Event Report window
Event Report windows show detailed information about the selected event, the rule which generated the event and the source IP for the event.
Clicking on the read more link under the rule's description will open a wiki article containing further information about the rule in a new window.
Contents |
[edit] Event Information
The source IP addresses may be added to or removed from the blacklist or whitelist, or have their country of origin added to or removed from the geo-blocking by clicking the appropriate button.
Clicking on a rule number will open a Rule Report window
Clicking on the IP address will open an IP Report window
Clicking on the country code will open a Country Report window
[edit] Reporting a False Positive
Clicking the false positive button will send a false positive report to Atomicorp.
You will be prompted for some additional information about the actions and web application involved.
Note that false positive reports may not be sent if you are not running the current rules.

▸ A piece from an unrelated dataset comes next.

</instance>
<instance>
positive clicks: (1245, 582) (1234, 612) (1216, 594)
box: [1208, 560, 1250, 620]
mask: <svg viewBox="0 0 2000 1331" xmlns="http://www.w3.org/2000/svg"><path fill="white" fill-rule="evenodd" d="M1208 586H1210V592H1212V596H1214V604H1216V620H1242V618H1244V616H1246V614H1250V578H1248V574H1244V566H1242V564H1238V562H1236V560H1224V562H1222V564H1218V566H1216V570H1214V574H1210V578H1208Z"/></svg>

[edit] Reporting a False Negative
For HIDS rules, you may also send a false negative report.
[edit] Rule Settings
The behavior of the rule may be modified by altering the Rule Settings form.
- disable
Setting this value to 'yes' will disable the rule - level
Adjusts the severity of the rule - email
Setting this value to 'yes' will include events for this rule in email notifications - log
Setting this value to 'yes' will log events for this rule - active response
Setting this value to 'yes' will enable shunning of source IPs which generate events for this rule
Clicking the update button will save your changes.
Clicking the reset button will remove any current or previously saved changes to the rule, reverting it to its default state.
WAF rules may also have their behavior modified for specific vhosts by entering the vhost, setting the other values as desired, and clicking the add button.
Settings for a vhost may be removed by clicking the remove button.